The Church of England parish church of St John the Baptist is Grade I listed. Traces of a 12th-century building are found in the rubble walls of the nave, and a small blank arch with a Norman head. By the late 13th century the church had a cruciform plan. It was rebuilt in the 14th century, with vaulted ceilings in the chancel, vestry and south transept; both transepts were originally chapels. The low tower at the crossing was built c.1406 and had a wooden spire until at least 1567. The two-storey porch was added in the same century. 19th-century restoration included the rebuilding of the porch and a new east window.

Julian Orbach, extending Nikolaus Pevsner's work in the Buildings of England series, describes the church as big and impressive. He compares its style to Edington church which was also begun by a bishop of Winchester.

There are several monuments outside. By the south transept, a small stone structure of two vaulted bays, buttressed and open on three sides, shelters a 13th-century decorated tomb chest, perhaps moved from elsewhere. Pevsner calls this "the strangest of additions" and speculates that it is a memorial to the patron who built this part of the church.

The priest's door on the south side of the chancel has a deep vaulted hood with an ogee gable and crocket parapet. Inside the church, a triple sedilia has ornately carved vaults and pinnacles. Orbach praises the vaulted roofs of the chancel and south transept. The east window of 1898 is by Powell and Sons, paid for by a bequest of George Augustus Montgomery, rector from 1821 until his accidental death in 1842.

In the north transept is a richly decorated tomb recess, with stone coffin-lids. Dominating the south transept is an ornately canopied monument of 1844 by A. W. Pugin, a memorial to Rev. Montgomery. Orbach calls it "super-Gothic". Next to it is a piscina in similar style. At one time, above this was a window designed by Pugin and executed by William Wailes; this has since been replaced by clear glass with re-set medieval pieces.

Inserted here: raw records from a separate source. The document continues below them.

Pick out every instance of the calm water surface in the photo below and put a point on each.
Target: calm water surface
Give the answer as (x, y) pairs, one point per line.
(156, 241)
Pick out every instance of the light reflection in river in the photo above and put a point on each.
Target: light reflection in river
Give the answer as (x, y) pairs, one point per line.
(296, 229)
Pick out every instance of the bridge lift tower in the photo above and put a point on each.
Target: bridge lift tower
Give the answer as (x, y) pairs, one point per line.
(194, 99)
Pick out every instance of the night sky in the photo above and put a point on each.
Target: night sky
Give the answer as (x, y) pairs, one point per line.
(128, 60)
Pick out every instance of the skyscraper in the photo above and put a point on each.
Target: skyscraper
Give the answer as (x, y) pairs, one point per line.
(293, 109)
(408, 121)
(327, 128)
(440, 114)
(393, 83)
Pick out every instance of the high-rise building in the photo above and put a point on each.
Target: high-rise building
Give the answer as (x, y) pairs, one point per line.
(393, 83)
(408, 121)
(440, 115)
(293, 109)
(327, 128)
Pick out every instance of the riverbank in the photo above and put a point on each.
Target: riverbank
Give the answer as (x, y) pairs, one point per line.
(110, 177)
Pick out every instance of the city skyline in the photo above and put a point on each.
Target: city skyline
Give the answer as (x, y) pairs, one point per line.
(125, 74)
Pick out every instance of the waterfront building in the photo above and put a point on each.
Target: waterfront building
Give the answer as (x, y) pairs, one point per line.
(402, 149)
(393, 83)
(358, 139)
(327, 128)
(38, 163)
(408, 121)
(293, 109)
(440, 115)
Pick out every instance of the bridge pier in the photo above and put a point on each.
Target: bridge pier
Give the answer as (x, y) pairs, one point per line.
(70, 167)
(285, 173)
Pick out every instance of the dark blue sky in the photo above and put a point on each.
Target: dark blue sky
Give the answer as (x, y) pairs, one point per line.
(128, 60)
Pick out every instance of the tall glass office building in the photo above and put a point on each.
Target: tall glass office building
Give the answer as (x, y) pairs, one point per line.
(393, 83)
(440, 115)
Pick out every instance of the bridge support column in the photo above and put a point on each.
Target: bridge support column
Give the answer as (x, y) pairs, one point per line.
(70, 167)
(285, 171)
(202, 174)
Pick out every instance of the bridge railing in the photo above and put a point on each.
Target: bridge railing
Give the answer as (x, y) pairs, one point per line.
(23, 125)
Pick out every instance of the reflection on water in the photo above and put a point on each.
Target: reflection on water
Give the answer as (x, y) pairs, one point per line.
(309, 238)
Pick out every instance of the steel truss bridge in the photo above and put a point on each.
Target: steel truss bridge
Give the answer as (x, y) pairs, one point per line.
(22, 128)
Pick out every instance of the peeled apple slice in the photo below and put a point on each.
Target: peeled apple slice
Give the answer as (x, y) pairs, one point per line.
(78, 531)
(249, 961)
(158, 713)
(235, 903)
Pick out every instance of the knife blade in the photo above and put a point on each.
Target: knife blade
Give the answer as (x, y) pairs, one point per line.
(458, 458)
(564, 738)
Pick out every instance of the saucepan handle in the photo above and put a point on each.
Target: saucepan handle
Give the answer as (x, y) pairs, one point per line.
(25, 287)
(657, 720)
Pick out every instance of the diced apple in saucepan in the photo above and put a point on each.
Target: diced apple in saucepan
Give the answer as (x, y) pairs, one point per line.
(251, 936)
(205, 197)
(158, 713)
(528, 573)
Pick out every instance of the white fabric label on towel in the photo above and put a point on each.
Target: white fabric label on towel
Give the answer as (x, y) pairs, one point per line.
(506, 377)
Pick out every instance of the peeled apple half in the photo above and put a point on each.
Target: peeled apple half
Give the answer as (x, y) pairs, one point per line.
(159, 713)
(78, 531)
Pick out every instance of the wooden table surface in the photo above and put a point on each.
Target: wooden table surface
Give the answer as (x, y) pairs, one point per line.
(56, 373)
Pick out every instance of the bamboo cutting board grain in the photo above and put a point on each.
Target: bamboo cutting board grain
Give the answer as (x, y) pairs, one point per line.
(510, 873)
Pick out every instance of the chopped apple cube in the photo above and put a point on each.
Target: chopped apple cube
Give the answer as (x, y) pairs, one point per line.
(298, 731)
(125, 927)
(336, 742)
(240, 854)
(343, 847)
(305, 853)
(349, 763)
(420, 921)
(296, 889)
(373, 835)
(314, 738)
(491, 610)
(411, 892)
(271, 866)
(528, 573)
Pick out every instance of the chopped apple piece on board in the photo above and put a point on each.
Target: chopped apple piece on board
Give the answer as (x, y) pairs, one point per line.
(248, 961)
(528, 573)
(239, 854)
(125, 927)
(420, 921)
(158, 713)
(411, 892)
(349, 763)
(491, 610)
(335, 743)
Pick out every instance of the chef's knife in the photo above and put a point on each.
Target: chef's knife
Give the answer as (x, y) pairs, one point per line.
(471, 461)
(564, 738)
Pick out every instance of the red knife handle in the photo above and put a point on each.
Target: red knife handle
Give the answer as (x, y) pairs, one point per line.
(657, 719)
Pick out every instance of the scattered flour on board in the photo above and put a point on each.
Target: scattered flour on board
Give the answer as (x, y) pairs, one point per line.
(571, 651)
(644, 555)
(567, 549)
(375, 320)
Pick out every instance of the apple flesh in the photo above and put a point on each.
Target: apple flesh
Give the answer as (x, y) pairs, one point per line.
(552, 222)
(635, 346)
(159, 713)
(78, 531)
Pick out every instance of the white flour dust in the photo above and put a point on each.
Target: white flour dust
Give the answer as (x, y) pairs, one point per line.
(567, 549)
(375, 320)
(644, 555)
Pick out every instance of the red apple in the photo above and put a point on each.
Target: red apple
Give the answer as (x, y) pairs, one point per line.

The octagonal font is 14th-century with later carving. Some of the woodwork was brought from Seville in 1838 by Montgomery; Orbach describes the pulpit as "a disorderly assemblage of very good things". The three bells in the tower were cast in 1583, 1587 and 1652, and are said to be in unringable condition.

==== Parish ====
By 1264 the church had a rector and a vicar, but from 1584 it was customary to appoint the same man to both positions. In 1815 the two benefices were united in a rectory. The benefice of Stratford Tony was united with Bishopstone in 1925, with the incumbent to live at Bishopstone, although the parishes remained distinct. A group ministry was established for the Ebble valley in 1972, and today the parish is part of the wider Chalke Valley Churches benefice alongside twelve others.

Parish registers from 1636 are held at the Wiltshire and Swindon History Centre, Chippenham.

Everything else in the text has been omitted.